L’ex allenatore di Lazio e Inghilterra si arrende al tumore incurabile. Il suo ultimo messaggio: “È stato un viaggio fantastico. Addio”

sven goran eriksson tumore © soccer field tramite Canva.com

È morto Sven Goran Eriksson. Il calcio piange l’ex allenatore di 76 anni deceduto oggi dopo una lotta contro il tumore.

Il mister dei miracoli, capace di vincere con la Lazio uno storico scudetto nel 2000, aveva scoperto da poco un tumore incurabile. Dopo l’annuncio, il mondo del calcio si era stretto attorno a lui in un commovente abbraccio. Eriksson aveva girato i “suoi” stadi per ricevere il saluto dei suoi tifosi. Già Ct dell’Inghilterra, in Serie A ha allenato anche la Fiorentina, Sampdoria e Roma. Ma ha portato la sua filosofia anche in Portogallo e in Cina.

L’annuncio è stato dato dalla famiglia. “Dopo una lunga malattia, Sven Goran Eriksson è morto questa mattina a casa, circondato dalla famiglia”, si legge in un comunicato diramato dai media britannici. “I più stretti partecipanti al lutto sono la figlia Lina, il figlio Johan con la moglie Amana e la nipote Sky, il padre Sven, la fidanzata Yanisette con il figlio Alcides, il fratello Lars-Erik con la moglie Jumnong. La famiglia chiede rispetto per il loro desiderio di piangere in privato e di non essere contattati”.

Eriksson ha scritto la storia della Serie A. Con “la Lazio più forte di sempre” è riuscito a conquistare sette trofei, tra cui una Coppa delle Coppe e una Supercopa Europea. Allenatore d’altri tempi. Pacato. Preciso. Composto. Forse erroneamente definito “freddo”, non in grado di creare quell’empatia che invece è riuscito a tirare fuori in questi ultimi mesi di battaglia contro il cancro al pacreas. Aveva una sorta di missione, Sven, dopo l’annuncio del tumore incurabile: portare un messaggio di vita, di gioia, di amore in quegli stadi che ha solcato per centinaia e centinaia di volte.

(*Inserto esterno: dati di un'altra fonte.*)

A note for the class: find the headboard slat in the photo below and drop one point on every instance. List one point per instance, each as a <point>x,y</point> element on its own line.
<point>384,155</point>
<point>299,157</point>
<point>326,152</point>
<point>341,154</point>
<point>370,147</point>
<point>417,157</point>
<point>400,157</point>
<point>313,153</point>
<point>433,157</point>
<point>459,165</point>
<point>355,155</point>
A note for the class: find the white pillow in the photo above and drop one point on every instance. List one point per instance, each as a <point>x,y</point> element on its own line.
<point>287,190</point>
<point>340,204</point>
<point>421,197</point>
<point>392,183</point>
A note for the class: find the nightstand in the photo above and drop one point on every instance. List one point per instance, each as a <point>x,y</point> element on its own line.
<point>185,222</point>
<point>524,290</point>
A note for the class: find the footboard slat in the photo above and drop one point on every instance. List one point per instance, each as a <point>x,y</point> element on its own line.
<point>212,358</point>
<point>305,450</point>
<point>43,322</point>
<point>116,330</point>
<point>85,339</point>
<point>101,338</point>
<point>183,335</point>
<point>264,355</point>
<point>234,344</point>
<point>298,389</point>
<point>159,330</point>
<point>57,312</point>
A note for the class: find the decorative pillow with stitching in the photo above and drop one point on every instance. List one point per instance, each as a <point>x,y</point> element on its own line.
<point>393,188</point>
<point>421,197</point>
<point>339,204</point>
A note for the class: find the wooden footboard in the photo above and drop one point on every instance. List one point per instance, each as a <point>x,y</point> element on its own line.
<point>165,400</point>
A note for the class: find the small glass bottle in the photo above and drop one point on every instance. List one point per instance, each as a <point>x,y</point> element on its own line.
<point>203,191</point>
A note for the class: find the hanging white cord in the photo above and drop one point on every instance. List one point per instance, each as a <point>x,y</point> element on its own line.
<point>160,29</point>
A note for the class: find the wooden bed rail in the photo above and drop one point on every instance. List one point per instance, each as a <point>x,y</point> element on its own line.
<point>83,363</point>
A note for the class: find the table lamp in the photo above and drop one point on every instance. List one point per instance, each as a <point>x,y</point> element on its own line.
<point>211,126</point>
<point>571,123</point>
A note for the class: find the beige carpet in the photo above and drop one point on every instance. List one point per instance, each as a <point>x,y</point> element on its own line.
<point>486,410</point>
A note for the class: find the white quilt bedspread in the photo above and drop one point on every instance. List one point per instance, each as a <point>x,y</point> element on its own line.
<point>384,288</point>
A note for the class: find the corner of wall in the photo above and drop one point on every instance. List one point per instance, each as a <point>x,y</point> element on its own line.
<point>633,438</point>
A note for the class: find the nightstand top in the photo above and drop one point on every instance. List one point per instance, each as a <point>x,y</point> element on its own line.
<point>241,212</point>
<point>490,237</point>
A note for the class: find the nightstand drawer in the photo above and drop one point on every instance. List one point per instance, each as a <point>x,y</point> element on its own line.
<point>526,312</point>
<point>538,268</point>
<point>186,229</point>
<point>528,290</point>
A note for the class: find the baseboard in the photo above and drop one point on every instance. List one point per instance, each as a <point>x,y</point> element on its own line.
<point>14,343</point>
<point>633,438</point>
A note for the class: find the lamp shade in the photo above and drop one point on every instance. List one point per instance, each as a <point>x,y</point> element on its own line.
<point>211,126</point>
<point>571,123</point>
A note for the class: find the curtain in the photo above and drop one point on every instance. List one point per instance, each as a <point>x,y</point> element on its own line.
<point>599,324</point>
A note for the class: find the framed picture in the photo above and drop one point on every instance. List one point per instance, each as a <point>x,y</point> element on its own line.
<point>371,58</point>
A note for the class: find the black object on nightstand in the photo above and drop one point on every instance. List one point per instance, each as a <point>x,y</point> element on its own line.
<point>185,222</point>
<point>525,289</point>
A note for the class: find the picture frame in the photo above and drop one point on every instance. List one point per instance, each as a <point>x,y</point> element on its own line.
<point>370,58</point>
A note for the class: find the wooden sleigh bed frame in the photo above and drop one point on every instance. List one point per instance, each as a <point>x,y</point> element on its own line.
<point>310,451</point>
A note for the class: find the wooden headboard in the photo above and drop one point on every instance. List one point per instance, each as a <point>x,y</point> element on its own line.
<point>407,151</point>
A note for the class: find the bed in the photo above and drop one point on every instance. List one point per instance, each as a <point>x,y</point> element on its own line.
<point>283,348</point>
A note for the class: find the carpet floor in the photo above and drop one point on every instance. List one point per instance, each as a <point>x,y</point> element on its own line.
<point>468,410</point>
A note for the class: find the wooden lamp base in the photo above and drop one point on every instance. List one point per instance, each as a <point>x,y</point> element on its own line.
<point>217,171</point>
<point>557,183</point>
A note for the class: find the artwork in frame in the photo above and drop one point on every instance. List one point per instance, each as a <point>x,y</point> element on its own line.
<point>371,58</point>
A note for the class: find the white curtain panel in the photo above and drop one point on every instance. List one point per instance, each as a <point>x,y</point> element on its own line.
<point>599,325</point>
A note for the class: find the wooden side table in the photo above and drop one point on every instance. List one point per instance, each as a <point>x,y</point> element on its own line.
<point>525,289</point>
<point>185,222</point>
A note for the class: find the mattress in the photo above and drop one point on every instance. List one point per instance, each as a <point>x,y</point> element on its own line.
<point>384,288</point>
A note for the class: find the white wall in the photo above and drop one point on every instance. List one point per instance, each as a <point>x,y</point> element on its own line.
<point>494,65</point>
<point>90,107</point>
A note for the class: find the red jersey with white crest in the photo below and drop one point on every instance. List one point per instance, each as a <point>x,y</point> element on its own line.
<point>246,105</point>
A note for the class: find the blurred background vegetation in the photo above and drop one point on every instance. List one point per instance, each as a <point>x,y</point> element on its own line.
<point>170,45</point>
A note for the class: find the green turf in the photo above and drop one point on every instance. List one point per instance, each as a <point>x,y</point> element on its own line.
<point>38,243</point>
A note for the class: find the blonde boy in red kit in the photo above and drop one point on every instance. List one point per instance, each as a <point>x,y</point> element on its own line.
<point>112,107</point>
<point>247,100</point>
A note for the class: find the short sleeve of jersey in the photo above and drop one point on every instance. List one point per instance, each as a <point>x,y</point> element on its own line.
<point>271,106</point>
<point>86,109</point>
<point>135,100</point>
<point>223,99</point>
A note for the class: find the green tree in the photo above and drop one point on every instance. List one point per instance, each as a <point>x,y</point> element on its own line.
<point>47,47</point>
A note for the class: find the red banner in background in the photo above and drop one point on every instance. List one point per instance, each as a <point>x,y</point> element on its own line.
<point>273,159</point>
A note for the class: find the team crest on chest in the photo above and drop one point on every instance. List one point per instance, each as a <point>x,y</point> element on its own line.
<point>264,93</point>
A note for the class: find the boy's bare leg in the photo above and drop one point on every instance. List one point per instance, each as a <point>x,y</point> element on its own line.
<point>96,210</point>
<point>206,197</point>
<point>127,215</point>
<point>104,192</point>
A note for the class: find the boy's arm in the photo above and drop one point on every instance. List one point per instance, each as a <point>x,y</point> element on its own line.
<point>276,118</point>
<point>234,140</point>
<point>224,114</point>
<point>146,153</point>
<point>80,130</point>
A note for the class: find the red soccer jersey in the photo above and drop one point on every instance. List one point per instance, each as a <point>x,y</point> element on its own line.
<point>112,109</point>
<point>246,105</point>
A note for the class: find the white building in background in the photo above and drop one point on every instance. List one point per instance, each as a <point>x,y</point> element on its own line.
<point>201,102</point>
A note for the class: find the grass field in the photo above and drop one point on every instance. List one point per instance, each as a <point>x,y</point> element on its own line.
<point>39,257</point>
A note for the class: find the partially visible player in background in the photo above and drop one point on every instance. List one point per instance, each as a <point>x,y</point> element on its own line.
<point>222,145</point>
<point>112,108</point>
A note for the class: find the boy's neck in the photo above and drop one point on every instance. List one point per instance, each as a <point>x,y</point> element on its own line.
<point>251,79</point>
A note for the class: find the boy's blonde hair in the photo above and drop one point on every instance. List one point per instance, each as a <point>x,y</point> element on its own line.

Nei giorni scorsi, intervistato da Amazon Prime per un documentario, il tecnico svedese aveva lasciato il suo testamento spirituale. Non cercava pietà. Voleva donare un sorriso: “Grazie di tutto, agli allenatori, ai giocatori, ai tifosi. È stato un viaggio fantastico. Addio”, aveva detto l’allenatore. “Ho avuto una bella vita. Penso che tutti abbiamo paura del momento in cui si muore, ma anche la morte fa parte della vita. Bisogna imparare ad accettare il proprio destino. Spero che alla fine la gente dirà che sono stato una brava persona, anche se non tutti lo diranno. Ma spero che gli appassionati di calcio mi ricorderanno come un uomo positivo che ha fatto tutto quello che poteva fare. Grazie per tutto, agli allenatori, ai giocatori, ai tifosi, è stato un viaggio fantastico. Prendetevi cura della vostra vita. Vivetela”.